Which of the following would BEST demonstrate the maturity level of an organization's security incident response program?

A. An increase in the number of reported incidents
B. A decrease in the number of reported incidents
C. A documented and live-tested incident response process
D. Ongoing review and evaluation of the incident response team

When responding to an incident, which of the following is required to ensure evidence remains legally admissible in court?

A. Law enforcement oversight
B. Chain of custody
C. A documented incident response plan
D. Certified forensics examiners

An organization's security was compromised by outside attackers. The organization believed that the incident was resolved. After a few days, the IT staff is still noticing unusual network traffic. Which of the following is the BEST course of action to address this situation?

A. Initiate the incident response process.
B. Identify potential incident impact.
C. Implement additional incident response monitoring tools.
D. Assess the level of the residual risk.

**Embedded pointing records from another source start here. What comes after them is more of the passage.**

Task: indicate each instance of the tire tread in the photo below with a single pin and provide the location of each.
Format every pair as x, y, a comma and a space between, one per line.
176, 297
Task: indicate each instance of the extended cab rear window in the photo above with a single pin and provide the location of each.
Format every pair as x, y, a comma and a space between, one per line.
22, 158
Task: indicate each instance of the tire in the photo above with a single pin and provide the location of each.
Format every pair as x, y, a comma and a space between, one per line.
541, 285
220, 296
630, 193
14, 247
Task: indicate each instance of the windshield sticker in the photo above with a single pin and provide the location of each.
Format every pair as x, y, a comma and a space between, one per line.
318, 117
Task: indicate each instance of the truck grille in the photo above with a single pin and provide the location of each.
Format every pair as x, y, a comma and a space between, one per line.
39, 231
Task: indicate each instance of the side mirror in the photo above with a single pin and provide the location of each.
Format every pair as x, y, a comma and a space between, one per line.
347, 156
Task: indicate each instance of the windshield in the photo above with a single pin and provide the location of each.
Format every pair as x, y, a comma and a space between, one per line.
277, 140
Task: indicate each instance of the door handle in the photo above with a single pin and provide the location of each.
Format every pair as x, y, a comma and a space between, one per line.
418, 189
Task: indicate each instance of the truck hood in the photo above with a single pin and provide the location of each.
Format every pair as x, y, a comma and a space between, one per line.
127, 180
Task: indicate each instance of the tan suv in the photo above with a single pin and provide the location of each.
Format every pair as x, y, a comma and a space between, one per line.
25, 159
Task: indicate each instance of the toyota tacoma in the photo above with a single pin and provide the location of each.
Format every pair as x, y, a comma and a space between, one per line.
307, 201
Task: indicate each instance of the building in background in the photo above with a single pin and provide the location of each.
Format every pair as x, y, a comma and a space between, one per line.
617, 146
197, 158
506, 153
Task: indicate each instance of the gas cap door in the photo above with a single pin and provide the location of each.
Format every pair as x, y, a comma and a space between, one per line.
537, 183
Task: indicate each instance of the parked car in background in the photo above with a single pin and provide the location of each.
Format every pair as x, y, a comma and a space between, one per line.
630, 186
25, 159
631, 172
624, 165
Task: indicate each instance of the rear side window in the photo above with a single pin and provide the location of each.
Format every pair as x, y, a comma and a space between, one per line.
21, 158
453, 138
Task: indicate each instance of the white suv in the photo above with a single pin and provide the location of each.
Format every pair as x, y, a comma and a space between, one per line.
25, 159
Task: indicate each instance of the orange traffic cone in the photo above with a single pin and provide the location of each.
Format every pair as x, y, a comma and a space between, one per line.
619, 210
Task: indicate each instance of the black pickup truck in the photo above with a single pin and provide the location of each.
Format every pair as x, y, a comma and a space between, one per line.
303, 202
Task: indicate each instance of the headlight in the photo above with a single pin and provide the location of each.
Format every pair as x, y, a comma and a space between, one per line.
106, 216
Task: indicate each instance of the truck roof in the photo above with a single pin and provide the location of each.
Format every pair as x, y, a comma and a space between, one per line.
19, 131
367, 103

The head of a department affected by a recent security incident expressed concern about not being aware of the actions taken to resolve the incident. Which of the following is the BEST way to address this issue?

A. Ensure better identification of incidents in the incident response plan.
B. Discuss the definition of roles in the incident response plan.
C. Require management approval of the incident response plan.
D. Disseminate the incident response plan throughout the organization.

What is the PRIMARY purpose of communicating business impact to an incident response team?

A. To provide monetary values for post-incident review
B. To provide information for communication of incidents
C. To facilitate resource allocation for preventive measures
D. To enable effective prioritization of incidents

Which of the following techniques is MOST useful when an incident response team needs to respond to external attacks on multiple corporate network devices?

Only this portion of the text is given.